Backtalker: An American Memoir
- First edition cover
- Author: Kimberlé Williams Crenshaw
- Audio read by: Kimberlé Williams Crenshaw
- Language: English
- Subject: Memoir
- Publisher: Simon & Schuster
- Publication date: May 5, 2026
- Publication place: New York
- Media type: Print (hardcover)
- Pages: 400
- ISBN: 9781982181000

= Backtalker =

2026 book by Kimberlé Crenshaw

Backtalker: An American Memoir is a 2026 autobiography by legal scholar Kimberlé Crenshaw. Published by Simon & Schuster on May 5, the book details her early life and personal conceptualization of intersectionality and critical race theory (CRT). It also divulges into her reaction to the 2020s critical race theory controversies, simultaneously serving as a refutation of accusations that her work was a "European import" based on cultural Marxism and "identity politics on steroids". Chapters were originally written as introductory articles for a law review volume, but her agent sought to expand readership to the public.

== Life ==
Crenshaw was born on May 5, 1959 in Canton, Ohio to Marian and Walter Crenshaw, who she terms as "race men and women of the 20th century". Within the book dedicated to them, she discusses their influence on how she perceived race, with her mother being involved in the desegregation of a swimming pool at age 3 and father director of the Canton Metropolitan Housing Authority. They explicitly encouraged critical thought on conditions and later on Crenshaw witnessed her mother battle against urban renewal in her hometown Canton, Ohio affecting property inherited by her grandfather. Their lessons establish the "backtalking" throughline. In a Forbes interview, she explained it "implicitly brings into the frame the preexistence of authority, the preexisting power, that basically is telling us to accept, to sit down, to shut up and to go away. That is the essence of a fascist, authoritarian, white supremacist, patriarchal regime. That's what it's telling all of us. So what is it that we are to do in the face of that preexisting power? We talk back to it." Thereafter she follows her life course at Cornell University, Harvard Law School, and the University of Wisconsin, including her coining of the term intersectionality in 1989. The critical moment was the culmination of her Black feminist intellectual exploration via the thought of Maria W. Stewart, bell hooks, Deborah King, and the Combahee River Collective and assessment of DeGraffenreid v. General Motors (1976).

Contemporarily, she critiques Supreme Court Justice Clarence Thomas, contrasting his appeal to African-American heritage to that of his predecessor Thurgood Marshall. Such includes support of his accuser and her friend Anita Hill.

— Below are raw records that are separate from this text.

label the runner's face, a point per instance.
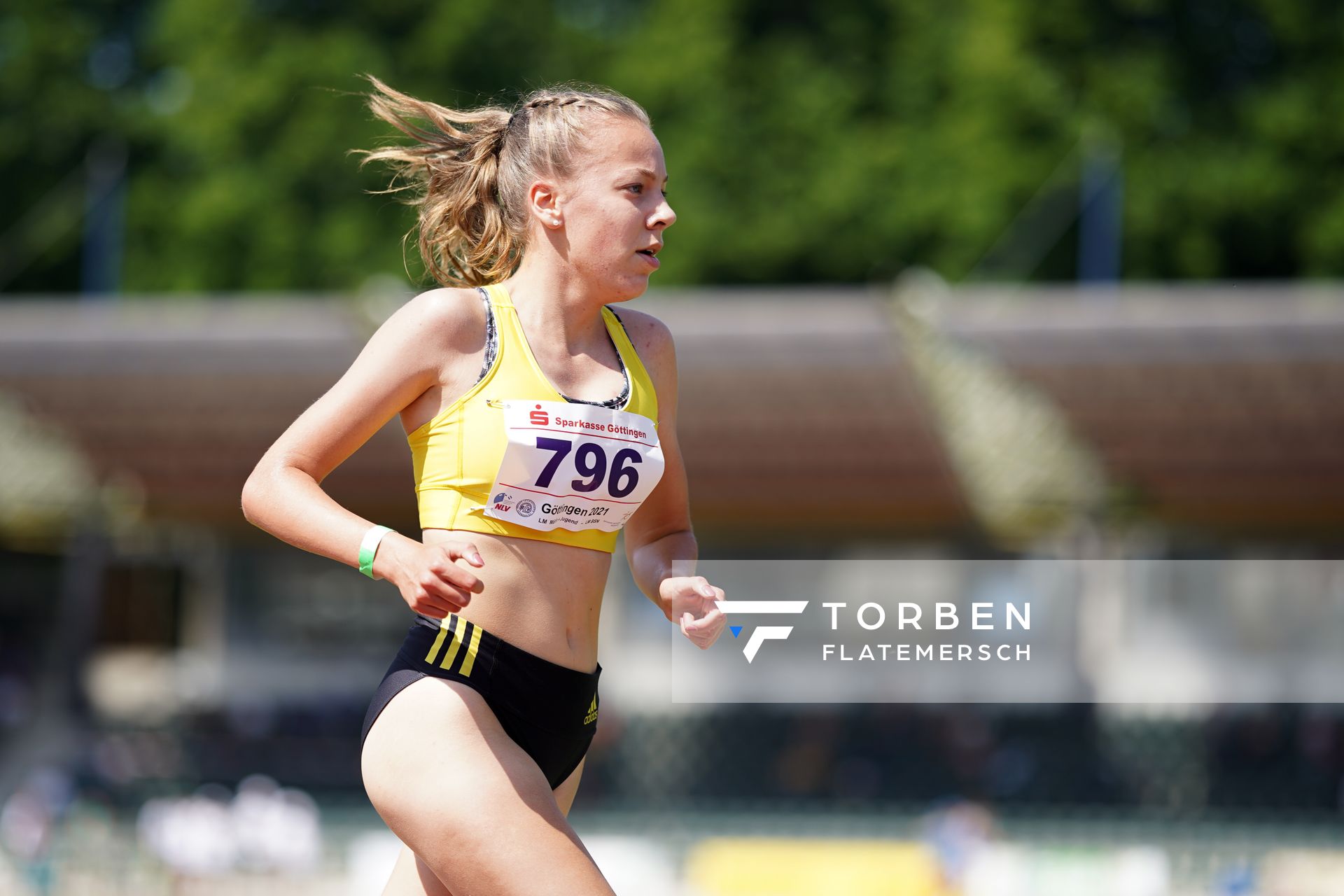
(616, 206)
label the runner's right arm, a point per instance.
(403, 359)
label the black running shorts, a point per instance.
(549, 710)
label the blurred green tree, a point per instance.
(806, 141)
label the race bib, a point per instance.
(574, 466)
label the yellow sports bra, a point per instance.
(590, 470)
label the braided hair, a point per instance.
(468, 171)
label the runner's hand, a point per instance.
(428, 575)
(692, 608)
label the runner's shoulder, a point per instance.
(447, 316)
(650, 336)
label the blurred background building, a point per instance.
(993, 282)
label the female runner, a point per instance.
(540, 424)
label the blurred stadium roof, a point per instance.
(1217, 407)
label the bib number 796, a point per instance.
(592, 464)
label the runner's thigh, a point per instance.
(468, 801)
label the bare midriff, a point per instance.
(539, 596)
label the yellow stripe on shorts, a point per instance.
(457, 643)
(438, 640)
(470, 652)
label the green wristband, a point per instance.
(369, 547)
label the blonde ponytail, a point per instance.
(468, 171)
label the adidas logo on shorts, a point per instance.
(589, 719)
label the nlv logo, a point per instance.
(762, 633)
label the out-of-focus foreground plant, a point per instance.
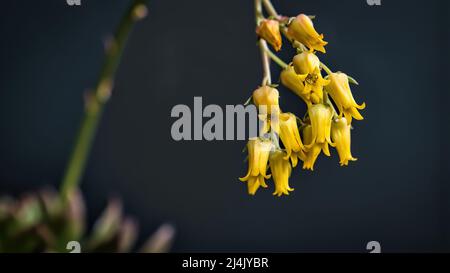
(50, 221)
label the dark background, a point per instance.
(396, 193)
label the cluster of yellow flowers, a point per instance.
(322, 126)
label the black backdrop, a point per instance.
(397, 193)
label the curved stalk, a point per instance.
(97, 98)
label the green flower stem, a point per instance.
(97, 98)
(267, 78)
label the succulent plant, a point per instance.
(45, 222)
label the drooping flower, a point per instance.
(281, 171)
(258, 156)
(340, 92)
(321, 116)
(266, 98)
(302, 29)
(269, 30)
(340, 134)
(294, 82)
(317, 136)
(307, 66)
(290, 137)
(313, 152)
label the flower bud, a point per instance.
(340, 133)
(269, 30)
(302, 29)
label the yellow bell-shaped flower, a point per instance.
(269, 30)
(281, 171)
(321, 116)
(339, 90)
(266, 98)
(294, 82)
(340, 134)
(317, 136)
(306, 63)
(307, 66)
(313, 152)
(302, 29)
(258, 156)
(290, 136)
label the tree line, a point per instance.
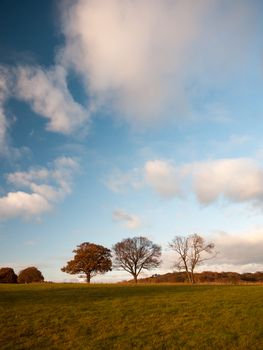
(132, 255)
(136, 254)
(29, 275)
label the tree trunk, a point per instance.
(88, 277)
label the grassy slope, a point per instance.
(60, 316)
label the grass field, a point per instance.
(67, 316)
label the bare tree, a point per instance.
(191, 252)
(135, 254)
(90, 259)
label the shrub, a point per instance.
(29, 275)
(7, 275)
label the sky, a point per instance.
(123, 118)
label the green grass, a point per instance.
(67, 316)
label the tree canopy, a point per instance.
(191, 251)
(135, 254)
(90, 259)
(29, 275)
(7, 275)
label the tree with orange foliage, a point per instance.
(90, 259)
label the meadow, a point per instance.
(78, 316)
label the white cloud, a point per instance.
(236, 180)
(142, 56)
(233, 180)
(130, 221)
(22, 204)
(47, 93)
(241, 250)
(163, 177)
(120, 181)
(45, 187)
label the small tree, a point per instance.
(135, 254)
(191, 252)
(29, 275)
(90, 259)
(7, 275)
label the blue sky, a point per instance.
(123, 118)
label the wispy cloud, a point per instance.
(129, 221)
(233, 180)
(39, 189)
(142, 56)
(47, 93)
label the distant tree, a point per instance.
(7, 275)
(135, 254)
(29, 275)
(191, 251)
(90, 259)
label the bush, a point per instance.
(29, 275)
(7, 275)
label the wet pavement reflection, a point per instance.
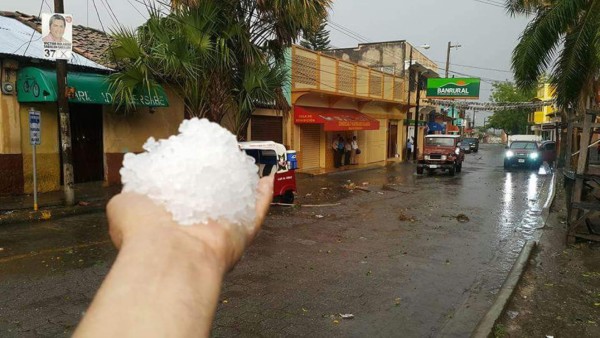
(422, 255)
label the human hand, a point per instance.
(132, 216)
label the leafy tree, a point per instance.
(221, 57)
(512, 121)
(568, 29)
(318, 40)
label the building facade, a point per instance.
(100, 135)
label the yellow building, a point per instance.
(544, 120)
(330, 97)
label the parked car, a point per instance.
(465, 147)
(441, 152)
(548, 150)
(523, 154)
(472, 142)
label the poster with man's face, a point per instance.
(57, 35)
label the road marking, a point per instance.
(49, 251)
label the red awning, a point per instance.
(451, 128)
(334, 119)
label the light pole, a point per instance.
(410, 61)
(450, 46)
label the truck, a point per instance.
(441, 152)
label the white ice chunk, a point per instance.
(198, 175)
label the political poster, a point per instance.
(57, 35)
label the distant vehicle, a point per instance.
(270, 156)
(441, 152)
(548, 150)
(518, 137)
(523, 154)
(472, 142)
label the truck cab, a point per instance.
(441, 152)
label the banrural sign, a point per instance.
(453, 88)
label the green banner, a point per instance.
(40, 85)
(453, 88)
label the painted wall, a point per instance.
(47, 156)
(128, 133)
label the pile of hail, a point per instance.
(198, 175)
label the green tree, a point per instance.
(318, 40)
(221, 57)
(568, 29)
(512, 121)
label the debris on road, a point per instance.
(404, 218)
(462, 218)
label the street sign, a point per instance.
(35, 127)
(453, 88)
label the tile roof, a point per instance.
(88, 42)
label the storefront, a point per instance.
(319, 126)
(99, 135)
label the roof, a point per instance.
(442, 136)
(90, 46)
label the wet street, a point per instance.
(404, 255)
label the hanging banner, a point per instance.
(57, 35)
(453, 88)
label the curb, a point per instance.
(22, 216)
(486, 325)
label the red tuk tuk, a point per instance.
(269, 156)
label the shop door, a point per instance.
(393, 140)
(86, 136)
(310, 142)
(267, 128)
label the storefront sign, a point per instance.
(453, 88)
(335, 119)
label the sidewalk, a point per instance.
(89, 198)
(348, 168)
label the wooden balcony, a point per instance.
(315, 72)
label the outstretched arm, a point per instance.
(167, 278)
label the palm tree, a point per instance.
(222, 57)
(568, 29)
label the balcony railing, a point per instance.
(313, 71)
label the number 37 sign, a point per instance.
(57, 35)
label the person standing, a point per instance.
(336, 155)
(354, 146)
(341, 150)
(348, 152)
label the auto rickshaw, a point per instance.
(269, 156)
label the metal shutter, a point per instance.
(310, 141)
(267, 128)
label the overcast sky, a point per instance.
(482, 27)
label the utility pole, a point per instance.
(65, 124)
(416, 131)
(408, 103)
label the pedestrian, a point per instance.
(348, 151)
(353, 154)
(341, 150)
(172, 292)
(337, 160)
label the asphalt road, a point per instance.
(414, 256)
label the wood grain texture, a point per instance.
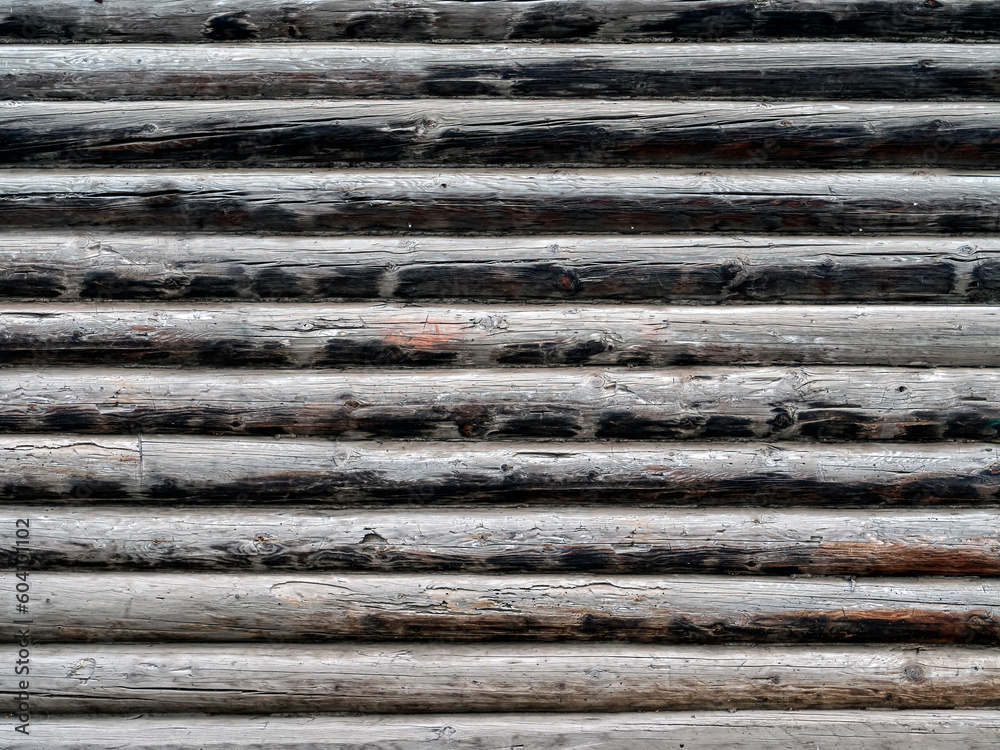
(824, 404)
(186, 469)
(746, 270)
(823, 135)
(555, 677)
(511, 540)
(721, 71)
(422, 20)
(968, 729)
(357, 335)
(109, 607)
(585, 201)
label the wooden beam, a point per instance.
(705, 269)
(412, 677)
(72, 607)
(357, 335)
(510, 540)
(424, 20)
(968, 729)
(861, 70)
(440, 133)
(80, 469)
(586, 201)
(822, 403)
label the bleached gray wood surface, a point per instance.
(104, 266)
(703, 730)
(440, 133)
(158, 470)
(358, 335)
(394, 678)
(316, 607)
(795, 71)
(817, 403)
(511, 540)
(482, 202)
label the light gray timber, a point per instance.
(968, 729)
(75, 607)
(509, 540)
(302, 133)
(817, 403)
(713, 269)
(482, 202)
(420, 336)
(821, 70)
(246, 471)
(412, 677)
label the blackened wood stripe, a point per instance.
(553, 20)
(108, 266)
(834, 70)
(76, 470)
(562, 539)
(113, 607)
(967, 729)
(358, 335)
(825, 404)
(824, 135)
(413, 677)
(585, 201)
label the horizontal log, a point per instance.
(357, 335)
(825, 404)
(387, 202)
(423, 20)
(72, 607)
(301, 133)
(968, 729)
(832, 70)
(491, 540)
(715, 269)
(246, 471)
(99, 678)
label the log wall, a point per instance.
(480, 375)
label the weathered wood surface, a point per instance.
(744, 270)
(300, 133)
(826, 404)
(511, 540)
(722, 71)
(78, 469)
(556, 677)
(422, 20)
(358, 335)
(109, 607)
(968, 729)
(481, 201)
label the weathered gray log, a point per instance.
(72, 607)
(497, 133)
(727, 71)
(358, 335)
(420, 201)
(74, 469)
(423, 20)
(556, 677)
(827, 404)
(491, 540)
(968, 729)
(105, 266)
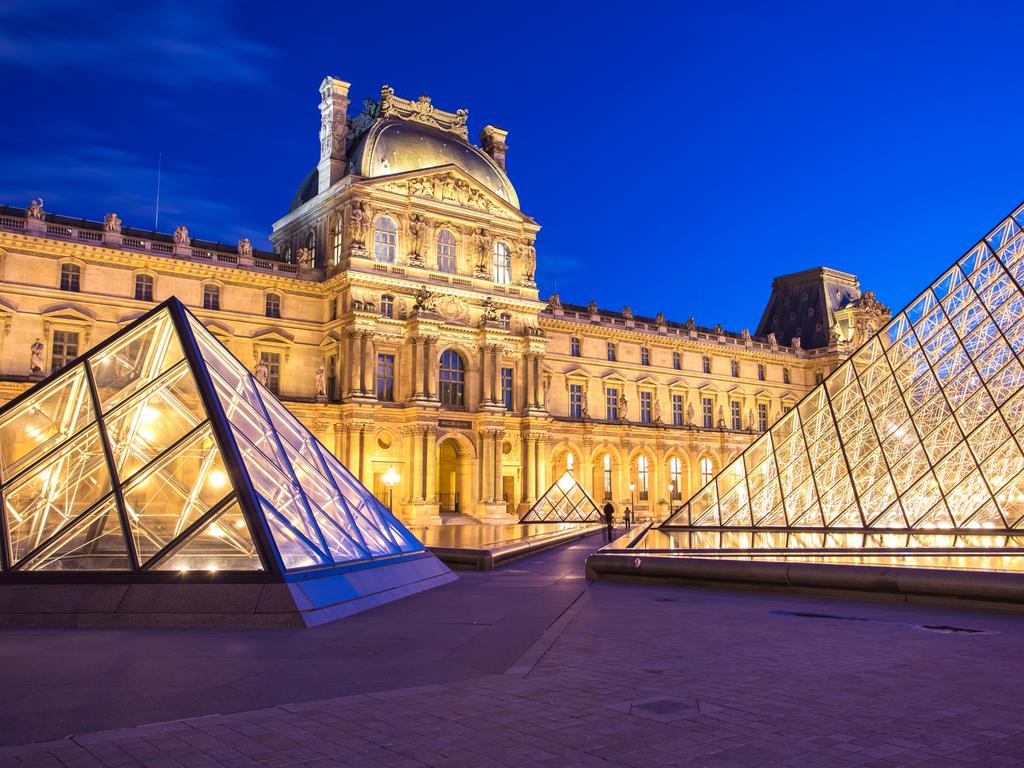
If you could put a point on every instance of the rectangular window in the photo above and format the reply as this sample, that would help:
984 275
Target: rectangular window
143 288
576 400
677 410
611 403
645 408
272 363
64 349
507 387
385 378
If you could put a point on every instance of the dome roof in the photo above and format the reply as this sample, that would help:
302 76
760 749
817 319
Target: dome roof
396 145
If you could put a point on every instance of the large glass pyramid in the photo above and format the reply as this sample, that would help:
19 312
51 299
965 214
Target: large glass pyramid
158 452
921 429
565 501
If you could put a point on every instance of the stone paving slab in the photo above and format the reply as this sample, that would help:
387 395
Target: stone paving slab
636 675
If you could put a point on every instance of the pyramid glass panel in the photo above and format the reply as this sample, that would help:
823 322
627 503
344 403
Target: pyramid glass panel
920 429
565 501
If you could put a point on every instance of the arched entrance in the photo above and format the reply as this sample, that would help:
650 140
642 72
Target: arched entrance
455 477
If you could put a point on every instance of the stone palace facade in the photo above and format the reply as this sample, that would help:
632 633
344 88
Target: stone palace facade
398 317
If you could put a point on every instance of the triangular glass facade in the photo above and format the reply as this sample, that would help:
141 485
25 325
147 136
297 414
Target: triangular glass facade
565 501
921 429
159 452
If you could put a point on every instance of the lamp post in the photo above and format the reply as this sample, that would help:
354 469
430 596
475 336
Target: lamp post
390 479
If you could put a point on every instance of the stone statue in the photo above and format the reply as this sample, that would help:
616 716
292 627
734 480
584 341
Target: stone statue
262 373
36 361
358 220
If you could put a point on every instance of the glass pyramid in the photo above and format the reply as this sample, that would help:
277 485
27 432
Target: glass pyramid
158 452
565 501
921 428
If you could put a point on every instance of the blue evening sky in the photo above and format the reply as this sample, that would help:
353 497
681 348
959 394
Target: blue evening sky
678 156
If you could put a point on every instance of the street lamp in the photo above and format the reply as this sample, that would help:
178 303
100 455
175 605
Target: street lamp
390 479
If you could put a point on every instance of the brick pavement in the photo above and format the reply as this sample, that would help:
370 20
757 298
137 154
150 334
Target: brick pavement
636 675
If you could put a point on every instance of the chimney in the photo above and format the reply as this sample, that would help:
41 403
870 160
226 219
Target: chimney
493 141
334 128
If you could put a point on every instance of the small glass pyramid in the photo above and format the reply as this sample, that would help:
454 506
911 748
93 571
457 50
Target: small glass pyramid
158 452
565 501
922 428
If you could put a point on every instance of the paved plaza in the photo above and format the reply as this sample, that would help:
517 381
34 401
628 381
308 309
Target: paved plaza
528 665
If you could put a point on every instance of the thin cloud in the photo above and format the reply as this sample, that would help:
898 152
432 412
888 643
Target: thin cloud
175 44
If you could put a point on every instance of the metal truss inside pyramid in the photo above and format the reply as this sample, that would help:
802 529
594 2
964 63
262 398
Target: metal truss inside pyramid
158 452
565 501
921 429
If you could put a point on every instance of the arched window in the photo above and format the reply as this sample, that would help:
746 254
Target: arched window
707 470
71 278
453 379
676 477
272 305
385 240
211 297
503 263
143 288
445 251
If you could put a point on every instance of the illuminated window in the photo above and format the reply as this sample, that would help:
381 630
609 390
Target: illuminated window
677 410
576 400
642 477
507 387
676 477
707 471
645 408
503 263
385 378
272 363
453 379
62 349
611 403
211 297
143 288
71 278
385 240
272 305
445 251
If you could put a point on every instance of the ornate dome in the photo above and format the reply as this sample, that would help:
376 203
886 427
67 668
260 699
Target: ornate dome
397 145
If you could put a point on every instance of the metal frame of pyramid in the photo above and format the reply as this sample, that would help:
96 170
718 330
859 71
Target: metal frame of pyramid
157 458
563 502
921 430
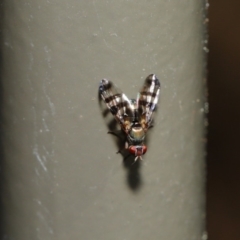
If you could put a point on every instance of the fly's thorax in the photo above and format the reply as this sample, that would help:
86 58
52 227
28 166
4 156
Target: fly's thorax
136 134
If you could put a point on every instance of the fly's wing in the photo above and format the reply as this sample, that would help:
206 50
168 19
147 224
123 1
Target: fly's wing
147 100
118 103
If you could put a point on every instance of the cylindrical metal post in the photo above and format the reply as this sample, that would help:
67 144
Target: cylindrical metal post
61 177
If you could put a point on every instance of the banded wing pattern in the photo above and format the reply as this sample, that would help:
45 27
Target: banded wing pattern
118 103
134 116
147 100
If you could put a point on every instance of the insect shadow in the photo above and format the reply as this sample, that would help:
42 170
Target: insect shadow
133 177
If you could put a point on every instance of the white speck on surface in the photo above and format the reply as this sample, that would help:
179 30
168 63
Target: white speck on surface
38 157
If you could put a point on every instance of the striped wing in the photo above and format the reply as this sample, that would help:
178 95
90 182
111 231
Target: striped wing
118 103
147 100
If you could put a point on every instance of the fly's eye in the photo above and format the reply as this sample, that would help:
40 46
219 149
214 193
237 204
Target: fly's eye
138 150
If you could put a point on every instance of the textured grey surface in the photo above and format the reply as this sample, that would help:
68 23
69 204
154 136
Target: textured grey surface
61 176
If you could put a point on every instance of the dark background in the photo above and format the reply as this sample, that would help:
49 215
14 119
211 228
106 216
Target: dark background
223 195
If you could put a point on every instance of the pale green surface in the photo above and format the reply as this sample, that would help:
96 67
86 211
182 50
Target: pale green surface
62 178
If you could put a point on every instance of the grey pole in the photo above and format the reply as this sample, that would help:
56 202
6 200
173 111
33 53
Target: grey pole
61 176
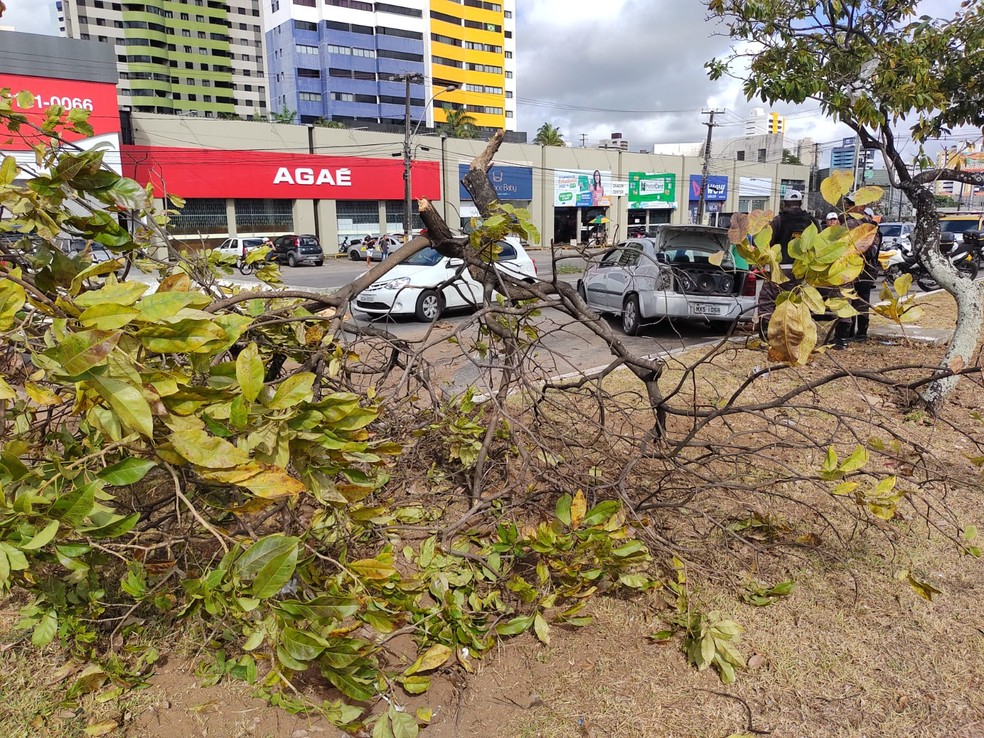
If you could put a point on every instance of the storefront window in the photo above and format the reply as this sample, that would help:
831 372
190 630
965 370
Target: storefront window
200 216
259 216
357 217
394 217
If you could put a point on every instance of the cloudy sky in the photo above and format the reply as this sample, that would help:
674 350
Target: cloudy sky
592 68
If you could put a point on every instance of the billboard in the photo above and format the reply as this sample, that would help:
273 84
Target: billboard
717 188
510 183
97 97
651 191
203 173
582 188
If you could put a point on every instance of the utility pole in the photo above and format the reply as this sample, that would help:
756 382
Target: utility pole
707 163
407 153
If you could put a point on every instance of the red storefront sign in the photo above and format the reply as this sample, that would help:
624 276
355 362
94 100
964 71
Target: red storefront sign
97 97
215 173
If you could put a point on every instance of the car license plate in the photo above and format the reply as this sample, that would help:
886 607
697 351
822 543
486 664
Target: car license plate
703 308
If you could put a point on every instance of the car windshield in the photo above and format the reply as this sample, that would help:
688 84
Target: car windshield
958 226
427 257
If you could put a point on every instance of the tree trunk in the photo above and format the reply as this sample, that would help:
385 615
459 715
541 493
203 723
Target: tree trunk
969 296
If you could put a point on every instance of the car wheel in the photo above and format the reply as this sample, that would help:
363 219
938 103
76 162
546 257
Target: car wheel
631 323
429 306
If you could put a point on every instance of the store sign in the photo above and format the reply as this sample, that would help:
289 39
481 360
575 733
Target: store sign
717 188
754 187
203 173
651 191
99 98
510 183
582 188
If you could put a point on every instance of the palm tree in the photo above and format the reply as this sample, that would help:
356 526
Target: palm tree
458 123
547 135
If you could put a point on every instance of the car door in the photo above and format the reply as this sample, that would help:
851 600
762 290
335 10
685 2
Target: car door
596 282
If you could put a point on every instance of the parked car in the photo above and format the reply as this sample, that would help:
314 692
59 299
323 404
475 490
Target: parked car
670 276
360 250
896 235
295 250
415 286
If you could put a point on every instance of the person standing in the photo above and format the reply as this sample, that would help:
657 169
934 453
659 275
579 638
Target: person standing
865 282
788 225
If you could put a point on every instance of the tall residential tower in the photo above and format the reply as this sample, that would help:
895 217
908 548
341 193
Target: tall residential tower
346 60
185 57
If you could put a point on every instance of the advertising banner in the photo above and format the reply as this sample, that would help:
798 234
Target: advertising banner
717 188
97 97
582 188
202 173
651 191
510 183
754 187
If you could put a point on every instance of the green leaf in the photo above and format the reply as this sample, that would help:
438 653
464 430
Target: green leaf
601 512
292 391
43 537
207 451
126 472
128 403
73 507
45 630
270 563
249 372
564 509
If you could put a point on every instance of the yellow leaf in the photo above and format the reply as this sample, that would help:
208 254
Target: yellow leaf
579 507
838 184
792 333
432 658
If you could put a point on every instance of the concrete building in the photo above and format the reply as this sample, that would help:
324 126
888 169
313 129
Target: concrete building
345 60
183 57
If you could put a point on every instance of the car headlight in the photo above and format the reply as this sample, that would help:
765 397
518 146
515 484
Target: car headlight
396 284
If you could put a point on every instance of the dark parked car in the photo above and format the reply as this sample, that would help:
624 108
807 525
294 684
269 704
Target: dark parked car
295 250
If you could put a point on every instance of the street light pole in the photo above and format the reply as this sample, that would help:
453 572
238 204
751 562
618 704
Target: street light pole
408 134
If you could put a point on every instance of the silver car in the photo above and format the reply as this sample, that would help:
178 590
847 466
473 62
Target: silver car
671 275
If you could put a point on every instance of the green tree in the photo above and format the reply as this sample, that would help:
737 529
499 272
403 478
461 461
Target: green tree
872 66
548 135
284 116
788 157
458 123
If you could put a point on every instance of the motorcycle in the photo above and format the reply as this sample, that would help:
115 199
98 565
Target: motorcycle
898 261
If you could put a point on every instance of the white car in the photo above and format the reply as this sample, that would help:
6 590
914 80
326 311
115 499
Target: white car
238 247
427 283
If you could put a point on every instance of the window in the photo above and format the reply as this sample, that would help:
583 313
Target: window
399 10
256 216
354 4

She credits him as
"gut[ting]" the Voting Rights Act and allowing for democratic backsliding in the United States in his decision in Citizens United v. FEC (2010). She then criticizes Barack Obama's "My Brother's Keeper Challenge" initiative's exclusion of girls, expounding in an NPR interview on the lack of funding for Black women-led organizations. This spreading awareness of how racism affected Black women extended to her organization African American Policy Forum's involvement in the #SayHerName movement. Her focus on present conditions examines the MAGA movement, deeming the 2020 controversies as arising out of Donald Trump and Fox News's adoption of fringe right-wing propagandists assertions that CRT was reverse discrimination. However, she also challenges institutions that failed to deliver on promises of diversity, equity, and inclusion.

==Reception==
Using Crenshaw's recalling of an assault from who she solely refers to as "Boyfriend From Hell" (BFH) as an example, Colin Grant of The New York Times asserts, "That the precise prose of this account, and numerous other anecdotes, is written with the kind of titanic certainty that would sway a jury is expected; what's surprising, however, is Crenshaw’s candor in revealing her vulnerability and disappointments." By May 21, it was #14 in The New York Times Bestseller List.

Booklist referred to it as "a personal, passionate reminder that sustained freedom to think, communicate, and protest is the best defense against the backslide of progress."